The relationship between EEG complexity (i.e., MSE) and more traditional EEG power by frequency analysis merits further study. EEG frequency bands do not map linearly to MSE scales although higher frequency information corresponds to shorter scales, while lower frequency information corresponds to longer scales (Takahashi et al., 2009). Thus, while higher intraoperative MSE values at longer scales may roughly reflect the tendency toward higher frontal power in lower EEG frequency bands (e.g., delta, alpha) during anesthesia (Purdon et al., 2013, 2015), greater MSE values reflect higher complexity/entropy, not necessarily higher power (i.e., a large but very regular low-frequency wave could have high power but rather low complexity). Thus, these MSE patterns may reflect important additional neurophysiologic processes not measured by traditional EEG power measures.

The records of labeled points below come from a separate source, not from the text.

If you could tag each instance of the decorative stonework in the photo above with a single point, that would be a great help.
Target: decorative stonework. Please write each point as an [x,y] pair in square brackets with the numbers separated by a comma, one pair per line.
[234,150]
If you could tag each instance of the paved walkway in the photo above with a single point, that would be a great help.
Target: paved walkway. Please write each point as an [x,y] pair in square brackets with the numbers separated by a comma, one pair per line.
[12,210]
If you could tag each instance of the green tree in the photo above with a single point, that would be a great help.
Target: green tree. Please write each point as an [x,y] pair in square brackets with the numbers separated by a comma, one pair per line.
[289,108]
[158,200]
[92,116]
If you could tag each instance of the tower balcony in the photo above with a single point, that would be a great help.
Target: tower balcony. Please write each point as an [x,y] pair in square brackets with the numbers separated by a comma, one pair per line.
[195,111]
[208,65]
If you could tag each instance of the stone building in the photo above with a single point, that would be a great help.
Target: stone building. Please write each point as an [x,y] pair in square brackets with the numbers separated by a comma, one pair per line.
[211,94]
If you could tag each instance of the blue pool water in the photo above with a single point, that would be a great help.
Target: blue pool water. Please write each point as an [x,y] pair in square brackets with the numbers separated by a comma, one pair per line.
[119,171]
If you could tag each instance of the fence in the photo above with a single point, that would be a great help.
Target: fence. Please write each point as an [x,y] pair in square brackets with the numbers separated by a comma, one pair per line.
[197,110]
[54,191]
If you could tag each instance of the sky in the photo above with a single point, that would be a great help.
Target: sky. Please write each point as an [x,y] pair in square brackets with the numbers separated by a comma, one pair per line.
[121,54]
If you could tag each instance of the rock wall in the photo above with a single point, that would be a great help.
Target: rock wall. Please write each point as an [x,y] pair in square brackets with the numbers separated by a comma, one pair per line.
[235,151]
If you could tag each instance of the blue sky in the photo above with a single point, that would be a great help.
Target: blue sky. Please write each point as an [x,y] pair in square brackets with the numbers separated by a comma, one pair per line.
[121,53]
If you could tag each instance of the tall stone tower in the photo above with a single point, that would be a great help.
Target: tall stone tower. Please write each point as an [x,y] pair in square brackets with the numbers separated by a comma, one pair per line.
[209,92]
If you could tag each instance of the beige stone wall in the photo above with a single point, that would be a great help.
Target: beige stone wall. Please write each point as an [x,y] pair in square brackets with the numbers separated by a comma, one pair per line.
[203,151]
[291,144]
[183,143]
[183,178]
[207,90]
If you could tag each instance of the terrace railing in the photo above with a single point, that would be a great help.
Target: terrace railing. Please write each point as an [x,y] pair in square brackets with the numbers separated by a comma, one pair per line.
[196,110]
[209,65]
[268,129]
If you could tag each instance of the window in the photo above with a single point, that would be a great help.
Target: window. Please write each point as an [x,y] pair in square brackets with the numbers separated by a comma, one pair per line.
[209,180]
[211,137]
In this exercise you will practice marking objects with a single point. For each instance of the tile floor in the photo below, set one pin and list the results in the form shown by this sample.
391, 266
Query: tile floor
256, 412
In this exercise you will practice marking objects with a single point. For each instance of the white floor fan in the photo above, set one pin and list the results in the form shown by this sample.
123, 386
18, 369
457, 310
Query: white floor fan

Beyond applying entropy-based analysis to both preoperative and intraoperative EEG, we characterized the “crossover” phenomenon and evaluated its relationship with delirium and inattention. Subjects whose MSE curves intersected at short scales, i.e., with fewer scales at which intraoperative entropy was lower than pre-operative entropy, tended to have worse delirium/inattention although these results narrowly missed statistical significance at α = 0.05. A few participants had multiple MSE “crossovers.” While our data do not provide an obvious explanation for how these individuals differed from the rest, the presence of multiple crossover points literally means that there were multiple temporal scales in which that patient’s EEG complexity was the same in the awake and anesthetized states. Those who had multiple “crossover” points tended to undergo sedation without intubation/general anesthesia (2 of 8 subjects, compared to no subjects in the single crossover group) or to have undergone orthopedic surgery (3/8 of the multiple crossover group compared with 6/42 in the single crossover group). We hypothesize that those with multiple crossover points have more similar neurophysiological complexity in the anesthetized and awake state, which could occur if the patient was lightly anesthetized. This should be explored in future work with more homogeneity in anesthetic and surgical exposures.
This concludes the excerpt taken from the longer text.